Guerilla Web design : une page web pro avec un budget mini

Je vais m’essayer ici à un exercice que je n’ai pas l’habitude de faire : expliquer comment je travaille. Je prends volontairement pour exemple un site modeste, la carte de visite virtuelle de Ludovic Mignon, magicien professionnel, que nous avons réalisée dernièrement avec Vincent (à l’intégration). Il m’a semblé intéressant de dérouler le processus créatif qui fut le nôtre pour mener ce design à son terme, parce que c’est quelque chose que je trouve instructif à lire chez les autres d’habitude, et que les comptes-rendus de ce genre manquent dans le web francophone !

Marchand de Trucs avait été une bonne expérience de projet réussi : la boutique en ligne tourne bien, et Ludovic s’est donc tout naturellement tourné vers nous pour réaliser son nouveau projet : un site carte de visite pour ses prestations de magicien professionnel.

Vous trouverez ci-dessous les différentes étapes de réalisation de ce design, de la conception à l’exécution. En toute modestie naturellement, d’autant plus que le projet étant « à taille humaine », j’ai zappé, consciemment ou non, certaines étapes qu’un projet plus ambitieux aurait nécessitées.

Aucune astuce technique secrète de graphiste dans les lignes qui suivent, j’ai choisi délibérément de ne me focaliser que sur la méthodologie dans cet article. Et puis les tutoriaux en ligne sur Photoshop sont déjà bien assez nombreux !

1. Brief

Ludovic est magicien professionnel, il loue ses services à des entreprises et des particuliers lors d’évènements privés. Il désirait un site web présentant son activité afin d’en faire la promotion.

Par réflexe et en routier du web plutôt aguerri, il avait imaginé un site assez scolaire, avec différentes catégories et sous-catégories, des galeries photographiques, des textes, etc. Il avait même déjà acheté un nom domaine, bref il avait fait preuve de bien plus d’initiative que la plupart de mes clients.

Mais il n’avait pas pour autant rédigé de cahier des charges en bonne et due forme, ce qui nous a obligés à clarifier certains points cruciaux, parmi lesquels :

  • Le but primaire de son site ;
  • Sa cible ;
  • Son budget.

Il est apparu au terme de ces précisions que l’objectif de son site était d’être contacté au plus vite par ses clients potentiels. Ça semble trivial formulé ainsi, mais cette simple affirmation va diriger de façon drastique la forme du site que je vais designer.

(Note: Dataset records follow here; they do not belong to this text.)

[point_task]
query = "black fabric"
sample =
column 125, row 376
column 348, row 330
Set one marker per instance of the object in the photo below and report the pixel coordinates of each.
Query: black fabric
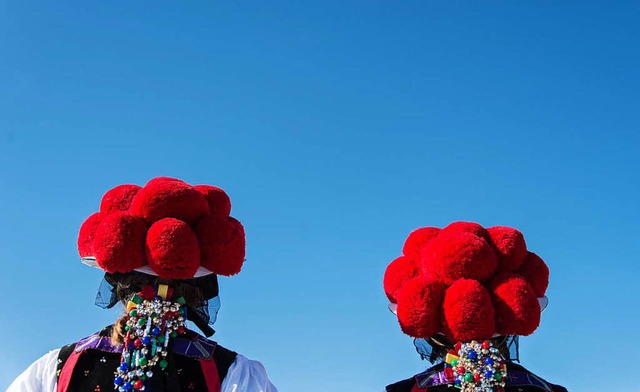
column 95, row 370
column 408, row 384
column 223, row 358
column 63, row 355
column 402, row 386
column 435, row 348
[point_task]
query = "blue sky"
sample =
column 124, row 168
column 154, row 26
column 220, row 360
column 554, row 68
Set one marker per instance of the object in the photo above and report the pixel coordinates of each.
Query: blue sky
column 336, row 128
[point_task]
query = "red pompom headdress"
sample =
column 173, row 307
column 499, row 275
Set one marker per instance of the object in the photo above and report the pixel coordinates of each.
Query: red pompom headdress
column 167, row 228
column 467, row 282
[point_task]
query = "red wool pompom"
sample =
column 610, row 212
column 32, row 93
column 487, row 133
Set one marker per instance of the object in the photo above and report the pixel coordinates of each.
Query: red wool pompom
column 119, row 242
column 510, row 245
column 162, row 179
column 87, row 235
column 419, row 307
column 516, row 305
column 536, row 272
column 468, row 312
column 118, row 198
column 468, row 227
column 169, row 199
column 219, row 202
column 454, row 255
column 172, row 249
column 398, row 272
column 417, row 240
column 222, row 243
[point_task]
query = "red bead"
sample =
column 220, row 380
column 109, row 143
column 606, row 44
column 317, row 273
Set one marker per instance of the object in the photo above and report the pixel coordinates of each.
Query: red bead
column 148, row 292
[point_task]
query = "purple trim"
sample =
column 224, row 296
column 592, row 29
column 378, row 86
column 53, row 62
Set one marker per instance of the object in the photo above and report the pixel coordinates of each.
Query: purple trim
column 521, row 379
column 194, row 347
column 515, row 378
column 431, row 379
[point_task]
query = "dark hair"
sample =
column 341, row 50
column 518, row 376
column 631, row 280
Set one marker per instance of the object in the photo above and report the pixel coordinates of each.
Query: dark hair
column 194, row 291
column 440, row 346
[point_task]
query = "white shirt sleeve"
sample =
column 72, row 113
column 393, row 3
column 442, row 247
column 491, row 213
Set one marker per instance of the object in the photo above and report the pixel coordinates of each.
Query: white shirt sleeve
column 39, row 377
column 246, row 375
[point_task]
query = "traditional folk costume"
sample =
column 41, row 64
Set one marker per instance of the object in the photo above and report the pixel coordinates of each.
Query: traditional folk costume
column 161, row 247
column 465, row 293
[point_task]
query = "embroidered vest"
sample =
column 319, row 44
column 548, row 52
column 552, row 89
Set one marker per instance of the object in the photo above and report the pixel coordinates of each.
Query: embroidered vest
column 195, row 364
column 435, row 379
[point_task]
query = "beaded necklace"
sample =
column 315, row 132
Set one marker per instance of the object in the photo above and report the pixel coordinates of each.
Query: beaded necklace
column 476, row 367
column 153, row 320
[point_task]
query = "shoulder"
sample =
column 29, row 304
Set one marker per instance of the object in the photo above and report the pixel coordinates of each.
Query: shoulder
column 247, row 375
column 401, row 386
column 519, row 376
column 40, row 376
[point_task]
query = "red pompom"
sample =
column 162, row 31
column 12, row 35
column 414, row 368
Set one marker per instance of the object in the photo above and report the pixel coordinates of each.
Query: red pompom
column 419, row 307
column 87, row 235
column 118, row 198
column 172, row 249
column 468, row 312
column 510, row 245
column 169, row 199
column 398, row 272
column 119, row 242
column 454, row 255
column 222, row 243
column 162, row 179
column 536, row 272
column 417, row 240
column 219, row 202
column 467, row 227
column 516, row 305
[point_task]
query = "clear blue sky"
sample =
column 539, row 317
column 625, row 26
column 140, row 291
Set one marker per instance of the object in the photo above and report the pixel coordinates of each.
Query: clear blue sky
column 337, row 128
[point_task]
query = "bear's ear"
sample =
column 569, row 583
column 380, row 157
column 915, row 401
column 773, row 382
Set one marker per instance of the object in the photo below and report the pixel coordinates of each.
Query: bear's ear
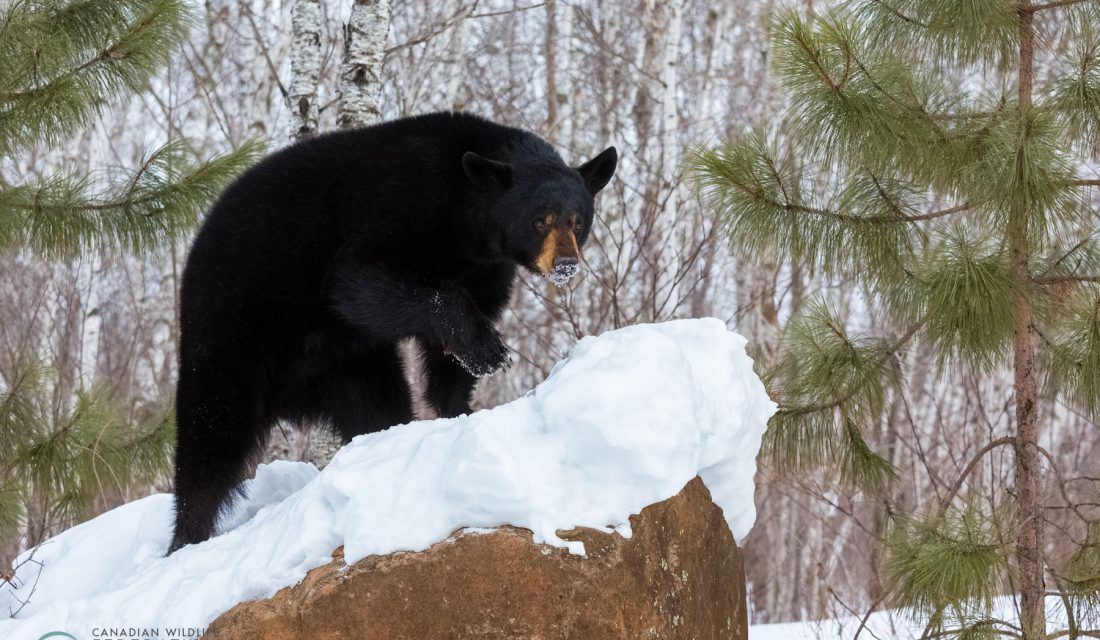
column 598, row 170
column 487, row 175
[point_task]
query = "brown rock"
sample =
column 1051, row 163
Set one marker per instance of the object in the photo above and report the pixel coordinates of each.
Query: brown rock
column 679, row 576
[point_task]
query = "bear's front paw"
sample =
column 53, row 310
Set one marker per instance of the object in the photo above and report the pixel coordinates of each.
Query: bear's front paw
column 483, row 356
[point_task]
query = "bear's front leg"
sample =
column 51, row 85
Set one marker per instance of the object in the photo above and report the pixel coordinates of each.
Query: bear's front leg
column 466, row 334
column 389, row 307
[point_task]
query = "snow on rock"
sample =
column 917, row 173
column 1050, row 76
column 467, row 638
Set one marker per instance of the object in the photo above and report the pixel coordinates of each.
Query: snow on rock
column 625, row 421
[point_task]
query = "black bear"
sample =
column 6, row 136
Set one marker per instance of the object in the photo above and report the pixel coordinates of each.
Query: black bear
column 315, row 263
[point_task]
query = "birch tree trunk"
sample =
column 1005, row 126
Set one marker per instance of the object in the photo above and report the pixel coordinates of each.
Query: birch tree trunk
column 305, row 67
column 361, row 72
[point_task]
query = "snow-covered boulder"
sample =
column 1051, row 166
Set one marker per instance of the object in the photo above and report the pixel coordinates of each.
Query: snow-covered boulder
column 627, row 420
column 679, row 576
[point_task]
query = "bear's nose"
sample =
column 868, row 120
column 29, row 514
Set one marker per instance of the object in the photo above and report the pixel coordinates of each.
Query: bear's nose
column 564, row 262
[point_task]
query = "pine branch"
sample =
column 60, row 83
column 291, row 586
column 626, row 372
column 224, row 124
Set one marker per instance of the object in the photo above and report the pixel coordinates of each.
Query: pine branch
column 898, row 345
column 1058, row 279
column 945, row 503
column 1057, row 4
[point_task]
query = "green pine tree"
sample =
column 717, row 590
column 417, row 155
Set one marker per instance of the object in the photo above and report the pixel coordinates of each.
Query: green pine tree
column 66, row 63
column 957, row 207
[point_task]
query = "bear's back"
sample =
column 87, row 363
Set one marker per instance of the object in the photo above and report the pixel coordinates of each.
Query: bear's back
column 395, row 190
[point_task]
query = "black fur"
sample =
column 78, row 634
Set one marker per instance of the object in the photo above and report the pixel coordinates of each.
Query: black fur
column 315, row 263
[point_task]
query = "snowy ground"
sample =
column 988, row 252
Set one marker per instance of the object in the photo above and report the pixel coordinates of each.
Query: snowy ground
column 624, row 422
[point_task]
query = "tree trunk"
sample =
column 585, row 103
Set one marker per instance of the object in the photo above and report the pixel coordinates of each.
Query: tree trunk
column 361, row 72
column 1030, row 539
column 305, row 67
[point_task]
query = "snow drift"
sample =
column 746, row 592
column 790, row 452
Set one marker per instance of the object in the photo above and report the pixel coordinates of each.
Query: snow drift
column 625, row 421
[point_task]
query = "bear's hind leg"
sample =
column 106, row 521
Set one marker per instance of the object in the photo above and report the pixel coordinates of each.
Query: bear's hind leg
column 219, row 428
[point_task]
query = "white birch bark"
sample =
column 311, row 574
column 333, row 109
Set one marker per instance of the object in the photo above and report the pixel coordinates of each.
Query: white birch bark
column 305, row 67
column 91, row 320
column 361, row 72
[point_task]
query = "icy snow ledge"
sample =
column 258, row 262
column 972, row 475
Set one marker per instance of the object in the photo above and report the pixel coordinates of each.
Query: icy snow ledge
column 625, row 421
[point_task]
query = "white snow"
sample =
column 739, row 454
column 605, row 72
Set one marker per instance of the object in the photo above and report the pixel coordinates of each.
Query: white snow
column 625, row 421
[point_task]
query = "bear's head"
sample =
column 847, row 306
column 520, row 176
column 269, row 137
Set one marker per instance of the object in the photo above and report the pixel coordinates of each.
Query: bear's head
column 542, row 209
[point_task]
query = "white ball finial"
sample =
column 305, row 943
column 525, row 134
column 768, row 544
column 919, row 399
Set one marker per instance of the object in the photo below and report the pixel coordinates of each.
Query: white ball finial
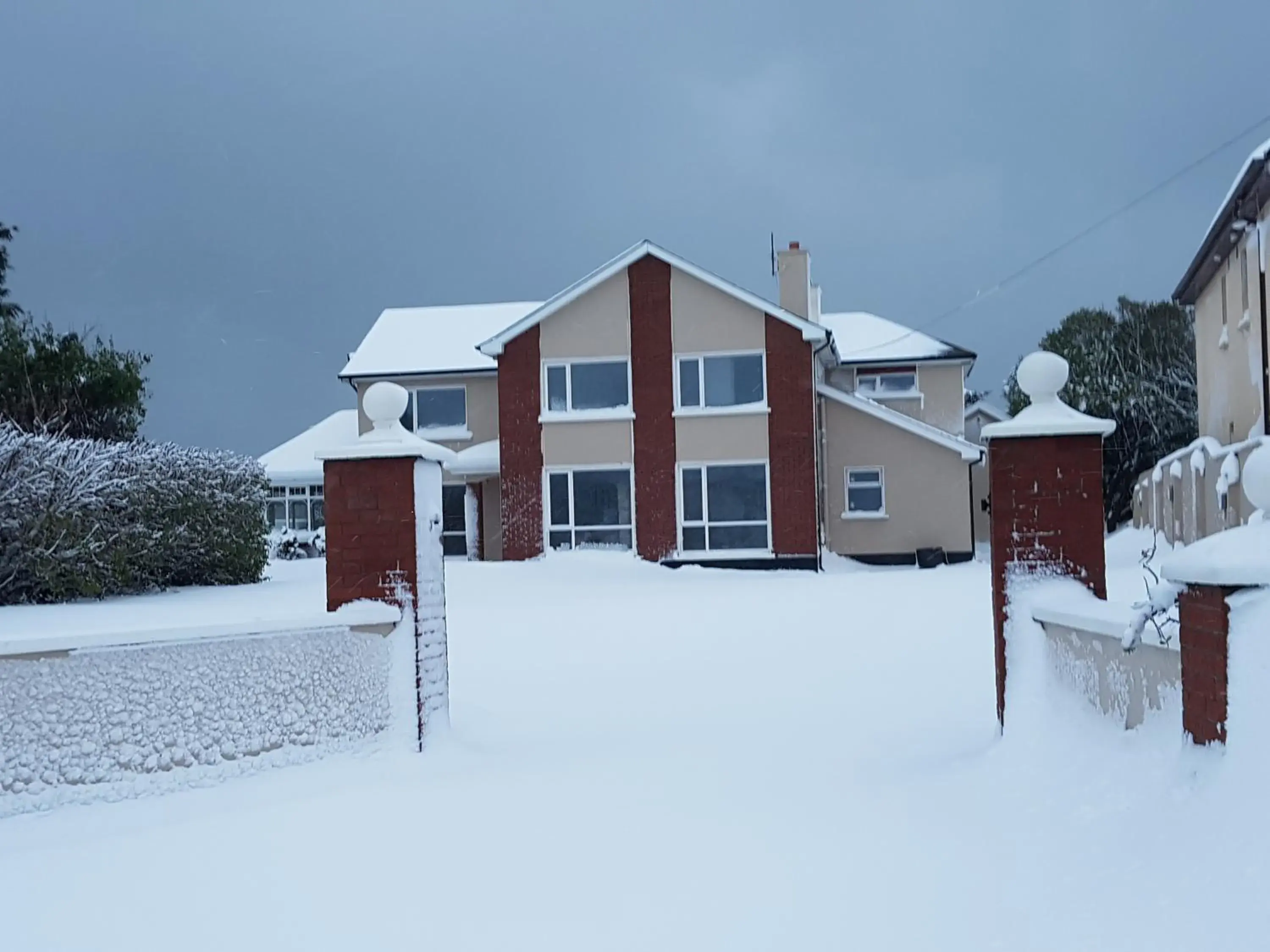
column 1041, row 376
column 1256, row 478
column 384, row 404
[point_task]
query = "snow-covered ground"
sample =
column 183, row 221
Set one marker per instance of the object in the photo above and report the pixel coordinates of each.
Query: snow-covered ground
column 687, row 759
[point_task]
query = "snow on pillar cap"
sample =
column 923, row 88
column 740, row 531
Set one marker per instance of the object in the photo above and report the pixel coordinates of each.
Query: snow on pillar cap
column 1256, row 478
column 1041, row 376
column 384, row 403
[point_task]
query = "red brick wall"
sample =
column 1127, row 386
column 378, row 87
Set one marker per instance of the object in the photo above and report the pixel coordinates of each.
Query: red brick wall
column 1204, row 643
column 520, row 438
column 653, row 402
column 792, row 441
column 370, row 527
column 1047, row 516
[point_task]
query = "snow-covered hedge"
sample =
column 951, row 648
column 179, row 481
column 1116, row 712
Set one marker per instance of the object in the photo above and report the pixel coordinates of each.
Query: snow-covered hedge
column 82, row 518
column 113, row 723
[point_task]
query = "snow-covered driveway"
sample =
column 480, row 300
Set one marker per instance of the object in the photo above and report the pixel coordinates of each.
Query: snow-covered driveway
column 652, row 759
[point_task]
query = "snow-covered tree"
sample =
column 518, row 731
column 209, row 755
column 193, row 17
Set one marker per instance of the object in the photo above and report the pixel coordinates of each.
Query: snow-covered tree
column 1137, row 367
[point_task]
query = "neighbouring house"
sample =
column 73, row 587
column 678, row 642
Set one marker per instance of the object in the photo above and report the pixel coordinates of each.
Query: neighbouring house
column 1195, row 490
column 656, row 407
column 295, row 475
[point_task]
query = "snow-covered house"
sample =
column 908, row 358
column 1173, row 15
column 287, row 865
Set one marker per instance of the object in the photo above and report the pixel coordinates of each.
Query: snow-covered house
column 295, row 474
column 1226, row 283
column 657, row 407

On évitera Flash, technologie qui ne se justifie pas pour notre projet et qui présente l’inconvénient d’être lourde et de ne pas passer sur les terminaux mobiles d’un constructeur bobo au logo fruité (eh oui, notre client consulte peut-être le site depuis son Iphone ?). Cela sans mentionner que je n’ai pas touché à Flash depuis 2004, que je serais bien incapable de faire quelque chose de potable avec et que je n’aime globalement pas ça !

Le budget étant serré, nous allons tenter de placer le curseur qualité / temps de façon optimale et faire quelques concessions. Il a ainsi été décidé :

  • De créer un site d’une seule page avec navigation interne en Javascript, ce qui va permettre de s’attarder suffisamment sur le layout de la page d’accueil sans avoir à se soucier de déclinaisons ;
  • D’utiliser des visuels photographiques déjà en possession de Ludovic, ce qui va économiser un certain nombre de frais d’achat d’art ;
  • De rédiger nous-mêmes, sans l’intervention d’un concepteur-rédacteur, les rédactionnels du site ;
  • Et enfin, de ne proposer qu’une seule piste graphique à Ludovic (elle a tout intérêt à être bonne !).

2. Zoning

La cible principale du site de Ludovic est le particulier ou le professionnel intéressé par ses prestations et souhaitant prendre contact. On a donc un profil cible non spécialisé dans les technologies de l’information, qui cherche rapidement à trouver les coordonnées de notre bonhomme.

Le zoning fera donc la part belle auxdites coordonnées, visibles très clairement dès l’accueil et toujours disponibles au cours de la navigation dans le footer.

On va limiter le nombre des items du menu au maximum afin de ne pas perdre le visiteur en circonvolutions facultatives :

  • Accueil : tout ce que le visiteur doit savoir est immédiatement disponible ;
  • Particuliers : un bref texte s’adressant à cette cible afin de créer chez elle une forte appropriation du site ;
  • Entreprises : la même chose pour l’autre cible privilégiée ;
  • Références : pour aller plus loin, quelques mots sur les client qui ont déjà fait appel aux services de Ludovic, une façon d’achever la mise en confiance du prospect potentiel.

Zoning (minimaliste) du site, réalisé avec un stylo et une feuille de papier comme au XXème siècle.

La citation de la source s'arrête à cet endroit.